ML System Design — ETA Prediction

Abhijit Mondal
9 min readMar 25, 2022
source: quanta magazine

Design a system to show ETA of food delivery for Uber Eats/Doordash. ETA is shown after order is placed at a restaurant.

Type of ML problem

This is regression problem as we need to predict a duration of when the food will arrive.

But this problem is not very simple as one of the non-functional requirements is that the estimate should be as accurate as possible. If estimate is higher then user might cancel the order or if it is lower user might complain and uninstall the app. In both cases there is loss for the company.

Instead of single regression problem we can divide the problem into multiple components based on different stages of food delivery.
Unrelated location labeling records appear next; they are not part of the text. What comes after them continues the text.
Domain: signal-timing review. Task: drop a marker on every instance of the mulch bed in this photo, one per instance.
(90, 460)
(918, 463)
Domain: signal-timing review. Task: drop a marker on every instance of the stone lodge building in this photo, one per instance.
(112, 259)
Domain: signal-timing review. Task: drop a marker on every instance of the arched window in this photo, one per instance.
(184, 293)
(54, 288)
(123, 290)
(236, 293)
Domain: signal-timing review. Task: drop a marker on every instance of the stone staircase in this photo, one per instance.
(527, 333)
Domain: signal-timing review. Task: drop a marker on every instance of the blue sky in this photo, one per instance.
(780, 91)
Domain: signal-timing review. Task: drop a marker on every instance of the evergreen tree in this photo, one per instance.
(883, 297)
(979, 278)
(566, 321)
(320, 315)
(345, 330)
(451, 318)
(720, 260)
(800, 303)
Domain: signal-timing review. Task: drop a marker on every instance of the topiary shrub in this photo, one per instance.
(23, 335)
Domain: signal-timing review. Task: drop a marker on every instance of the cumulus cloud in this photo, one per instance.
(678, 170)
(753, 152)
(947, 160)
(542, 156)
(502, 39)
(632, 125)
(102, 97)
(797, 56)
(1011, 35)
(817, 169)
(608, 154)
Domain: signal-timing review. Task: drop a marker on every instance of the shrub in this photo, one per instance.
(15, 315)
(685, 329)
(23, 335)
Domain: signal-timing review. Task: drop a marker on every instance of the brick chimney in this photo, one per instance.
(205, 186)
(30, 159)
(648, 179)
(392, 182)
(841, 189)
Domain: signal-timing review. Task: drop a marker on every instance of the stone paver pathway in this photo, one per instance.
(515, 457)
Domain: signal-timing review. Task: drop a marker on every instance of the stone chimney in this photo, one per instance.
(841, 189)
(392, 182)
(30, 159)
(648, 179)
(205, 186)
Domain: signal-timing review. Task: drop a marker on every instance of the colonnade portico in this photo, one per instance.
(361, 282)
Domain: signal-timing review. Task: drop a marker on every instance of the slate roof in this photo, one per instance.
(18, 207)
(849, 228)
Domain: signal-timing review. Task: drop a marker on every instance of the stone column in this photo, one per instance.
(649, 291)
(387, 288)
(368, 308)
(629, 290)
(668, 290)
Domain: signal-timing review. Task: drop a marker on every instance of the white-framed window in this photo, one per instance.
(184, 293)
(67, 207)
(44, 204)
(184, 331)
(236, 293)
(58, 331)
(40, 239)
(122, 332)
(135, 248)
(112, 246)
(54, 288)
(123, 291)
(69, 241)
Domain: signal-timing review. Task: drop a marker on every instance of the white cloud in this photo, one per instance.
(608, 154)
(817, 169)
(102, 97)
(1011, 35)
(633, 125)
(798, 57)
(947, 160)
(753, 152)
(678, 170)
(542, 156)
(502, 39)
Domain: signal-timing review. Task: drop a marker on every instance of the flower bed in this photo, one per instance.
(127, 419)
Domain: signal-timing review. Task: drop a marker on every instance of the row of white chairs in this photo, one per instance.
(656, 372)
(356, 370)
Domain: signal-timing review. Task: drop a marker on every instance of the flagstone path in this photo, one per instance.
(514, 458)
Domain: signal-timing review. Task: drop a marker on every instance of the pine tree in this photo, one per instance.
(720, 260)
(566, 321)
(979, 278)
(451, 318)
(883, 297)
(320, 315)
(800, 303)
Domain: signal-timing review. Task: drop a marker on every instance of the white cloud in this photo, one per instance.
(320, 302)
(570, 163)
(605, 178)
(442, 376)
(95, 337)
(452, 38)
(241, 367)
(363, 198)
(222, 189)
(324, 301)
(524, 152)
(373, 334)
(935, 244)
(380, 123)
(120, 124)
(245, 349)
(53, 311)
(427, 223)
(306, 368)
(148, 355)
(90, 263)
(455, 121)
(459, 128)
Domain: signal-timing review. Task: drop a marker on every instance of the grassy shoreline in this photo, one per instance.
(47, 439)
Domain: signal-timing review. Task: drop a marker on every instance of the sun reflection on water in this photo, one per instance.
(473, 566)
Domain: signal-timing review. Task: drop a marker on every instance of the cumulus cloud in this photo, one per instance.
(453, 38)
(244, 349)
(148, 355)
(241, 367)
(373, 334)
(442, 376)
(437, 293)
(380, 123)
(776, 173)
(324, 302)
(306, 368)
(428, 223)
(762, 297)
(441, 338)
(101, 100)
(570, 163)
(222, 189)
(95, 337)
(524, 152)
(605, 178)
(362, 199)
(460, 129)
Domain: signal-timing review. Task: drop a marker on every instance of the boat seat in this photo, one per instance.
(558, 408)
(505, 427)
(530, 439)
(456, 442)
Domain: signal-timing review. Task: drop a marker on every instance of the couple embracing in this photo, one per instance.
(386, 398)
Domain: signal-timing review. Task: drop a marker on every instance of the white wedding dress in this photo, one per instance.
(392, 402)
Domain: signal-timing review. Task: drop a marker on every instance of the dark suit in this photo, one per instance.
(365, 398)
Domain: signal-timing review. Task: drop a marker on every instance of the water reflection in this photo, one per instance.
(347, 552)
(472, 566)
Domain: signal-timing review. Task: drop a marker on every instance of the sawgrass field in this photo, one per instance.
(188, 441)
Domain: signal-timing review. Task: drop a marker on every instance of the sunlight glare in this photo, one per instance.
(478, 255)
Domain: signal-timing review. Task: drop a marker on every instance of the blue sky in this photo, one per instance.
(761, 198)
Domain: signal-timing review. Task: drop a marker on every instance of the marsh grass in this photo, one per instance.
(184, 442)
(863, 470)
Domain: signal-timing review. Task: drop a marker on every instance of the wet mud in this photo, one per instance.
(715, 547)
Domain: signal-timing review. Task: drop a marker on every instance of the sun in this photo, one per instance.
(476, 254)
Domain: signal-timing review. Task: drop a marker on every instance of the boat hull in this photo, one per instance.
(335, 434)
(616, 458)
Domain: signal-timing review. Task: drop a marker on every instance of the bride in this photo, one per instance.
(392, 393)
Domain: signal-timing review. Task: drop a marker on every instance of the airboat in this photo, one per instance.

  • Time taken by restaurant to prepare the order (P1)
  • Time taken by find a rider match and pickup the order (P2)
  • Time taken to deliver the order from restaurant to user location (P3)

Most often P1 and P2 are concurrent i.e. they are computed parallely. Thus

ETA = max(P1, P2)+P3

Since it is not possible to know exactly when a restaurant has finished cooking the food items, thus it is technically challenging to compute P1. Thus we will use the order pickup time by rider as the proxy here. So we can replace max(P1, P2) with P1:

ETA = P1+P3

Also in order to ensure that riders do not unnecessarily wait for the restaurant to cook the food, the system must dispatch the rider request such that the time it takes to dispatch request, rider accepting a request and rider arriving at restaurant is almost same as the food preparation time.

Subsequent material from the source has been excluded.